Exploration and visualization of large, complex datasets presents a significant challenge for data scientists. Divide and recombine (D&R) techniques provide scalable methods for exploration and visualization of otherwise intractable datasets. D&R divides data into meaningful subsets, performs embarrassingly parallel computations on the subsets, and combines results in a statistically valid manner. The most important and meaningful chunks of massive datasets are then visualized.
Stephen Elston and Ryan Hafen lead a series of hands-on exercises to help you develop skills in exploration and visualization of large, complex datasets using R, Hadoop, and Spark. The D&R approach is implemented in the DeltaRho project—a collection of R packages that provide a frontend and connectors to specify D&R analytic and visualization operations on a cluster. The datadr package provides a highly abstracted interface for performing D&R operations, enabling users to easily interact with distributed parallel backend computation environments such as Hadoop and Spark. The Trelliscope package provides a D&R approach for detailed, flexible, and interactive visualization of large, complex data.
Stephen Elston is an experienced big data geek, data scientist, and software business leader. Steve is principal consultant at Quantia Analytics, LLC, where he leads the building of new business lines, manages P&L, and takes software products from concept and financing through development, intellectual property protection, sales, customer shipment, and support. Steve is also an instructor for the University of Washington data science program.

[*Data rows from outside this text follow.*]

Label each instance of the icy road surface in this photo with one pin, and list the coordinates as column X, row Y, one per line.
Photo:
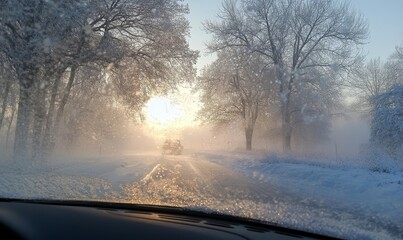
column 200, row 183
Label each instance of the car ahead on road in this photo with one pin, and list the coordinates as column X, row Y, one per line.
column 47, row 219
column 172, row 147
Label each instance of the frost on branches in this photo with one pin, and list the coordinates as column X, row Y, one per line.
column 387, row 120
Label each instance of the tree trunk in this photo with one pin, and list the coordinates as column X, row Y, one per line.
column 38, row 122
column 48, row 137
column 4, row 105
column 9, row 125
column 248, row 137
column 63, row 103
column 21, row 148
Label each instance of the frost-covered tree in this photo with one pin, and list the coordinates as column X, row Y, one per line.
column 234, row 88
column 292, row 36
column 387, row 120
column 47, row 42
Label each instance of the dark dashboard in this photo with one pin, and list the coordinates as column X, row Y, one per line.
column 97, row 220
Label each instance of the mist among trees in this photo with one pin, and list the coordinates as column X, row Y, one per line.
column 84, row 69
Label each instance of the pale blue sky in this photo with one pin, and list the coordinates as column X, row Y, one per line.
column 385, row 18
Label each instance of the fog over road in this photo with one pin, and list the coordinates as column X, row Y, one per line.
column 184, row 181
column 196, row 182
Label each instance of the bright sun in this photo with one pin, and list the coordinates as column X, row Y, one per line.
column 161, row 110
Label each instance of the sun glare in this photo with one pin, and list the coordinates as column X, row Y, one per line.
column 161, row 110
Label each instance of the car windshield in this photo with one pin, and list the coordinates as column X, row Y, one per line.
column 288, row 112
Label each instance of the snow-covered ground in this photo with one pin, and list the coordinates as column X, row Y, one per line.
column 336, row 199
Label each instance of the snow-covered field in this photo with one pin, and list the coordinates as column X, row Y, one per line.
column 340, row 200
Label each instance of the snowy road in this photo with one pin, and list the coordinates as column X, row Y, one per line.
column 196, row 182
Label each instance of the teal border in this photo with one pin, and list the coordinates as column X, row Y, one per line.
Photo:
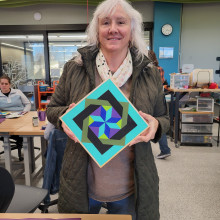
column 102, row 159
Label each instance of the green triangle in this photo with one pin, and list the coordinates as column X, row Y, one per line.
column 119, row 123
column 90, row 120
column 106, row 107
column 103, row 137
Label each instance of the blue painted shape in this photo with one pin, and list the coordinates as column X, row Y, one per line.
column 104, row 127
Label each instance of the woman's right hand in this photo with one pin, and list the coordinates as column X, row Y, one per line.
column 66, row 129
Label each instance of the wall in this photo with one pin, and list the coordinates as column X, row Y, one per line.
column 60, row 14
column 200, row 37
column 167, row 13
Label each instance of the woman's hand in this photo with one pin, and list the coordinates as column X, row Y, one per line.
column 66, row 129
column 149, row 134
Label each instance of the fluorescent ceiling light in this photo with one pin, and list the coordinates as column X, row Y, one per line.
column 14, row 46
column 73, row 36
column 14, row 36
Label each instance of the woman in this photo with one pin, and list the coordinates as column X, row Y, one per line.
column 129, row 182
column 164, row 149
column 12, row 99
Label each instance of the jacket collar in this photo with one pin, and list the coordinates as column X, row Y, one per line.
column 89, row 53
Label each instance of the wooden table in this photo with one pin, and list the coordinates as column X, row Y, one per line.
column 63, row 216
column 174, row 125
column 23, row 127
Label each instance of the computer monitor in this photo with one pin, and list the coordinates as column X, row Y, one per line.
column 201, row 77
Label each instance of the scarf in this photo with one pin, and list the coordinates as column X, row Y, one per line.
column 122, row 74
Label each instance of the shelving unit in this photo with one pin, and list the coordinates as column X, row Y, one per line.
column 44, row 96
column 196, row 128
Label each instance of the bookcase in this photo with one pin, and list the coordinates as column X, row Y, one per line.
column 44, row 93
column 196, row 128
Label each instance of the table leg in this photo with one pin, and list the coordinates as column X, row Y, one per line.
column 218, row 126
column 27, row 161
column 43, row 150
column 171, row 116
column 32, row 154
column 7, row 153
column 176, row 134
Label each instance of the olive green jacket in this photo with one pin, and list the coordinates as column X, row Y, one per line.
column 146, row 93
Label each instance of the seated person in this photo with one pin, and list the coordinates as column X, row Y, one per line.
column 13, row 100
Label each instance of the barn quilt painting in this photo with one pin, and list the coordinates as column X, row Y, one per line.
column 104, row 122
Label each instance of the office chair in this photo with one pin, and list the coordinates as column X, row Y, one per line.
column 16, row 143
column 16, row 198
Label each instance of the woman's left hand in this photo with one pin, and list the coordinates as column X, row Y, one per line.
column 149, row 134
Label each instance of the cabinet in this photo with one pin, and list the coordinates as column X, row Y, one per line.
column 196, row 128
column 44, row 93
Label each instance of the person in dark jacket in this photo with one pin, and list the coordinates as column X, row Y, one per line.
column 129, row 183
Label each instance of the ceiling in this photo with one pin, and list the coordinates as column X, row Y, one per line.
column 21, row 3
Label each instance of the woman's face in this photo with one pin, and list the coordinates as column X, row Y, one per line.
column 115, row 32
column 5, row 86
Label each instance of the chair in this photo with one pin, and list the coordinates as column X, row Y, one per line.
column 54, row 156
column 16, row 198
column 16, row 143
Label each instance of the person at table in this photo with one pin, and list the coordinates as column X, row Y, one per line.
column 12, row 99
column 129, row 183
column 163, row 144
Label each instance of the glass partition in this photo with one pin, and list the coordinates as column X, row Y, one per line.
column 23, row 58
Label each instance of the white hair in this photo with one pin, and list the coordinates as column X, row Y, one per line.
column 107, row 7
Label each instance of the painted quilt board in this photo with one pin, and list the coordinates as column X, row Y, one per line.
column 104, row 122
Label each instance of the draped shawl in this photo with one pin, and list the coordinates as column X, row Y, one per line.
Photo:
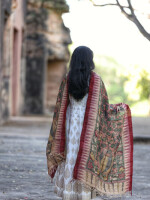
column 105, row 158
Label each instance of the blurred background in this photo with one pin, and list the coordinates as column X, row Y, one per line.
column 37, row 38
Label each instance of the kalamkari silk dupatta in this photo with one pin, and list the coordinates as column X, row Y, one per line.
column 105, row 158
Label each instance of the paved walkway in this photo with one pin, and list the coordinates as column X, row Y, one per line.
column 23, row 168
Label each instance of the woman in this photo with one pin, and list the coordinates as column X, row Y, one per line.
column 90, row 146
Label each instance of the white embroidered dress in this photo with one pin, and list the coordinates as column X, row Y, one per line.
column 74, row 122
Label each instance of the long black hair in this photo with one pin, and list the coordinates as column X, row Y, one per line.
column 80, row 67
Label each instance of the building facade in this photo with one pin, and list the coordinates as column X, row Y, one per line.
column 33, row 55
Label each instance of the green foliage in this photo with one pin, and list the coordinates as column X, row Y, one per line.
column 144, row 85
column 109, row 70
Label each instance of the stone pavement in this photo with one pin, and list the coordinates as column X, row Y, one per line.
column 23, row 168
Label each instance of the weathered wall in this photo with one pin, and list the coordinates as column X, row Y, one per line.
column 47, row 40
column 5, row 9
column 12, row 21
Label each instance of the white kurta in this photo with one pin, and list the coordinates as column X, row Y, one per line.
column 74, row 122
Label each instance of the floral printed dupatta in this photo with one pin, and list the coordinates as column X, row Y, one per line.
column 105, row 158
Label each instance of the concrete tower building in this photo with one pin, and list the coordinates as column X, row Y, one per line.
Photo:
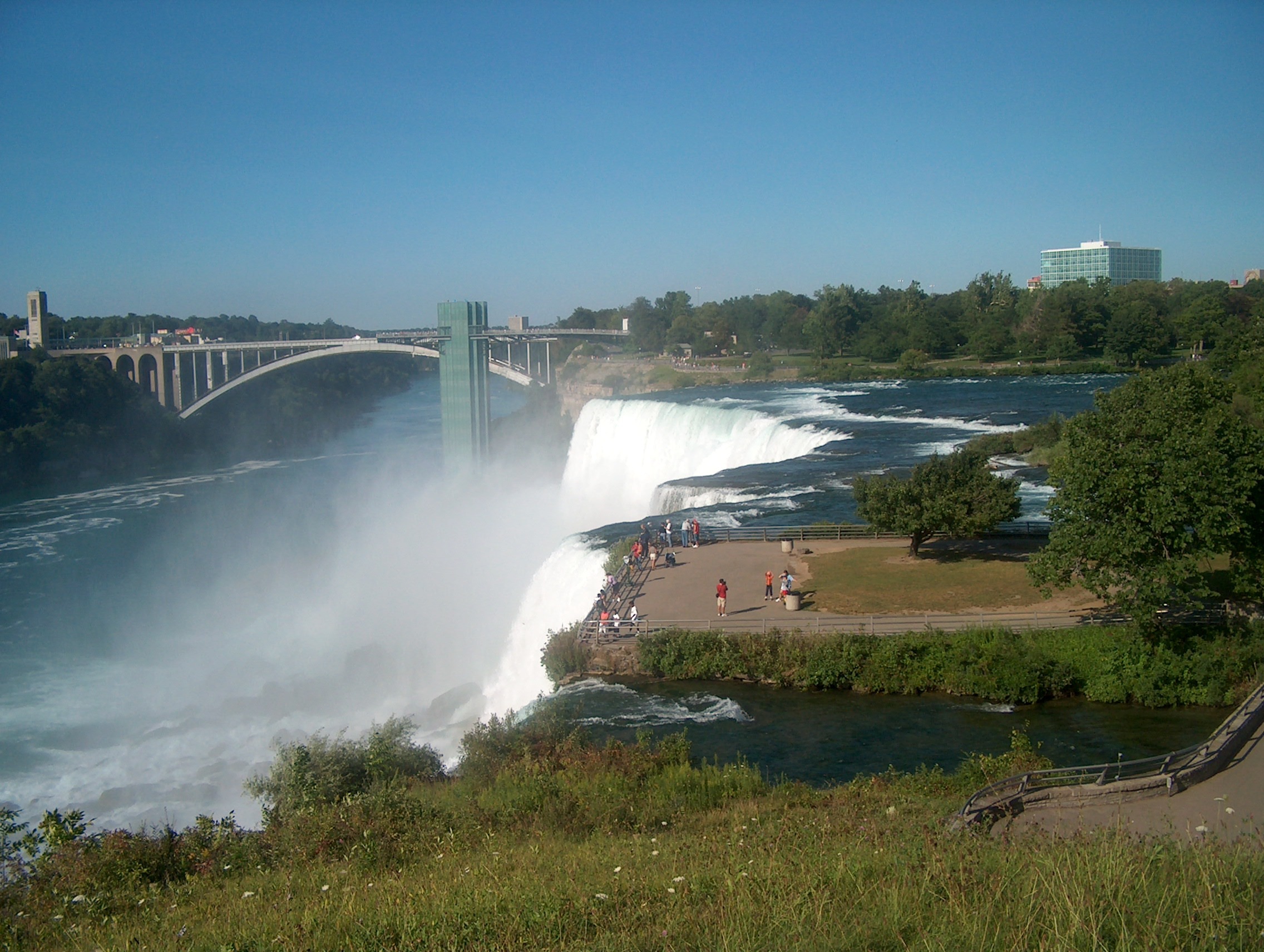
column 37, row 319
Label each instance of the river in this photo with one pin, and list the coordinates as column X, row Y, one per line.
column 159, row 637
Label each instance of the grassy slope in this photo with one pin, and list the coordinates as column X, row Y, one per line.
column 863, row 866
column 881, row 580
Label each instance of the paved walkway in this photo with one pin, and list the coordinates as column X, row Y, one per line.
column 1229, row 806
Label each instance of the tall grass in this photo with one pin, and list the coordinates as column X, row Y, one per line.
column 1181, row 667
column 634, row 847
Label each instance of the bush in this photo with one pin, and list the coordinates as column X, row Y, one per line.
column 1185, row 667
column 565, row 654
column 329, row 769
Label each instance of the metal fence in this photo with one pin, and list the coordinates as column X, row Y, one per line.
column 823, row 532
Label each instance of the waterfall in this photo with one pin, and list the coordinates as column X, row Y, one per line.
column 624, row 450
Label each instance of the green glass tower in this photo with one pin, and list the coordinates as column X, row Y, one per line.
column 467, row 409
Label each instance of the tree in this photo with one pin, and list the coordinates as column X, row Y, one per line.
column 1158, row 479
column 947, row 495
column 1135, row 334
column 832, row 320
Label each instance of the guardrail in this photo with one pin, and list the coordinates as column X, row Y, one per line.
column 1173, row 772
column 813, row 624
column 845, row 530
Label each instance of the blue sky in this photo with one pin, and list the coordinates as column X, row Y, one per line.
column 362, row 162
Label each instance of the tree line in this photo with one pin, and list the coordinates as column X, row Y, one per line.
column 990, row 319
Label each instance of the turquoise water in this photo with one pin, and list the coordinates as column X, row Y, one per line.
column 157, row 637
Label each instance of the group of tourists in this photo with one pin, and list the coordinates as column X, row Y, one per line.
column 786, row 587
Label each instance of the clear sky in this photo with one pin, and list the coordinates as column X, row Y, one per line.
column 362, row 162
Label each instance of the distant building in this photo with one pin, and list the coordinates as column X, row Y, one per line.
column 37, row 319
column 1100, row 259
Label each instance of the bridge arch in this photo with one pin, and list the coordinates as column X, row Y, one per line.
column 147, row 373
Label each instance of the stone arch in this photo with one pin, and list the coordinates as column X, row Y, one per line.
column 147, row 373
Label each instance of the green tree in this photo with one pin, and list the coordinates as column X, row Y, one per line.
column 947, row 495
column 832, row 320
column 1137, row 334
column 1158, row 479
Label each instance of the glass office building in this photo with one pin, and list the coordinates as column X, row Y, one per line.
column 1100, row 259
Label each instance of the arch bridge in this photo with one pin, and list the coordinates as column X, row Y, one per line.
column 189, row 376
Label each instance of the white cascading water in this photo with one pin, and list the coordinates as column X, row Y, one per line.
column 620, row 454
column 624, row 450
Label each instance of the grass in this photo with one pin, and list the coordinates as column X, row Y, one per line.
column 1198, row 666
column 863, row 866
column 884, row 580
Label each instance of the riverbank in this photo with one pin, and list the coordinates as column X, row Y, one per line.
column 546, row 841
column 1187, row 666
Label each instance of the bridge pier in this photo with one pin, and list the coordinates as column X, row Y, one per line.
column 464, row 399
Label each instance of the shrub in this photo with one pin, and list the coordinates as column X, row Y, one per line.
column 1185, row 667
column 328, row 769
column 565, row 654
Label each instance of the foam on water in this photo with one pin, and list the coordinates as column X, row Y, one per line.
column 620, row 706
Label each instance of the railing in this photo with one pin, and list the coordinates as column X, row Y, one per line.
column 845, row 530
column 1176, row 771
column 811, row 623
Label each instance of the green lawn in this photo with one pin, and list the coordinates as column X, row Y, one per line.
column 885, row 580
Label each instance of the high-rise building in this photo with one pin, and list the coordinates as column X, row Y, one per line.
column 37, row 319
column 1100, row 259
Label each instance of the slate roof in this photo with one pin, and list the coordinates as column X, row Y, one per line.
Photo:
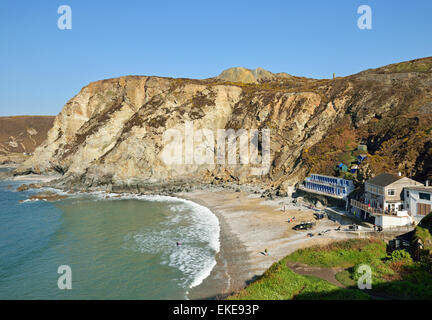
column 384, row 179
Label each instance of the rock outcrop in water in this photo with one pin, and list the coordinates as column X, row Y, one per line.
column 110, row 135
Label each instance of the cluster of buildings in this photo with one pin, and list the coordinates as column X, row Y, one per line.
column 388, row 200
column 328, row 186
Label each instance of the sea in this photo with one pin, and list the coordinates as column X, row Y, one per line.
column 113, row 246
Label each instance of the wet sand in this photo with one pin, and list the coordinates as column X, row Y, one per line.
column 249, row 225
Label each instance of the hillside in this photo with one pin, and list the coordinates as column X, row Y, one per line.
column 22, row 134
column 109, row 136
column 332, row 272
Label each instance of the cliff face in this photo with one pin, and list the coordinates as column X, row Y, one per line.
column 22, row 134
column 112, row 132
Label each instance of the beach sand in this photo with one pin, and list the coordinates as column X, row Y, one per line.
column 249, row 225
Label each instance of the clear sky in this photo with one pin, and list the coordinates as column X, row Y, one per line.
column 42, row 67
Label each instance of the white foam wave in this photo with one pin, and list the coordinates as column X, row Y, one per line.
column 193, row 257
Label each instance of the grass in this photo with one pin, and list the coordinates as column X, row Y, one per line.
column 281, row 283
column 341, row 254
column 394, row 276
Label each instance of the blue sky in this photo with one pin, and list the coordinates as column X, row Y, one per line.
column 41, row 66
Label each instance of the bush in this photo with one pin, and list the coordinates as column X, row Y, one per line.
column 401, row 255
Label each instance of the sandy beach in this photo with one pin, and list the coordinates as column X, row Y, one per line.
column 249, row 225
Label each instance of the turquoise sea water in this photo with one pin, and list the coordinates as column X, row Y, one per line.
column 117, row 247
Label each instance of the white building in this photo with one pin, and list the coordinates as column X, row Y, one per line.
column 418, row 201
column 328, row 186
column 383, row 201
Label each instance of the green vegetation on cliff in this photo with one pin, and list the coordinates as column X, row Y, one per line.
column 394, row 275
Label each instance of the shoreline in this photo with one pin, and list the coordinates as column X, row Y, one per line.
column 249, row 225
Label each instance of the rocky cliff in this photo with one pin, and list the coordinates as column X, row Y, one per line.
column 20, row 135
column 111, row 134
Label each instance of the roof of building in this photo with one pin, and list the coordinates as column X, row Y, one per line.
column 420, row 188
column 384, row 179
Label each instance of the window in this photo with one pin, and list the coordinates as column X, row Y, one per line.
column 424, row 196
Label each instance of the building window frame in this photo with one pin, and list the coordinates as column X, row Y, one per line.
column 424, row 196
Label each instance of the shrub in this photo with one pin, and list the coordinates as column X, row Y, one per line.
column 401, row 256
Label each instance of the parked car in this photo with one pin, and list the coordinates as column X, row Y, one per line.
column 319, row 216
column 304, row 226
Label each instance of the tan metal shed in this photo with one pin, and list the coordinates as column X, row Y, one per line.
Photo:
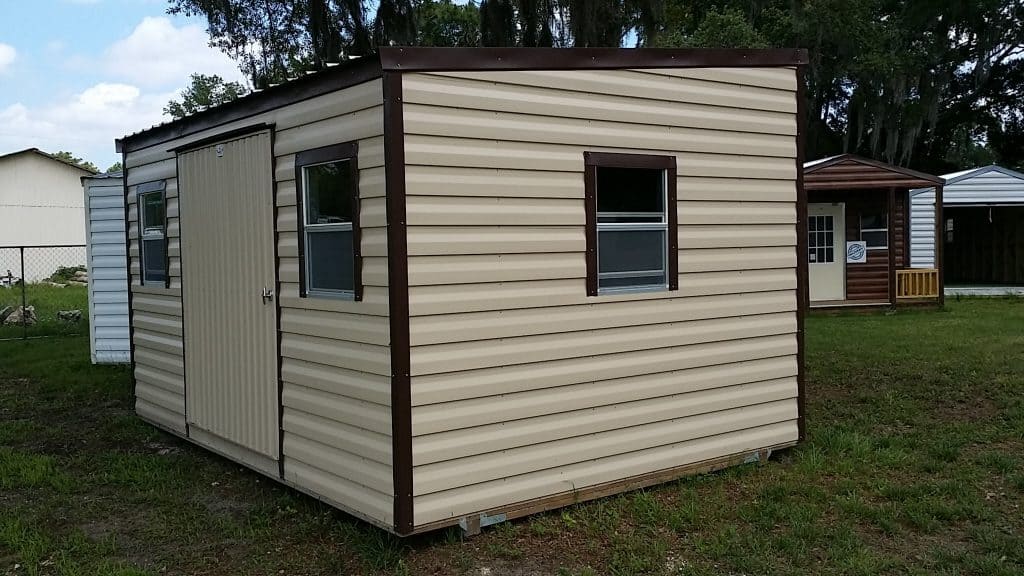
column 440, row 286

Steve has over two decades of experience in visualization, predictive analytics and machine learning, at scales from small to massive, using many platforms including Hadoop, Spark, R, S/SPLUS, and Python. He has created solutions in fraud detection, capital markets, wireless systems, law enforcement, and streaming analytics for the IoT.
Ryan Hafen is an independent statistical consultant and an adjunct assistant professor in the Statistics Department at Purdue University. Ryan’s research focuses on methodology, tools, and applications in exploratory analysis, statistical model building, and machine learning on large, complex datasets. He is the developer of the datadr and Trelliscope components of the Tessera project (now DeltaRho) as well as the rbokeh visualization package. Ryan’s applied work on analyzing large, complex data has spanned many domains, including power systems engineering, nuclear forensics, high-energy physics, biology, and cybersecurity. Ryan holds a BS in statistics from Utah State University, an MStat in mathematics from the University of Utah, and a PhD in statistics from Purdue University.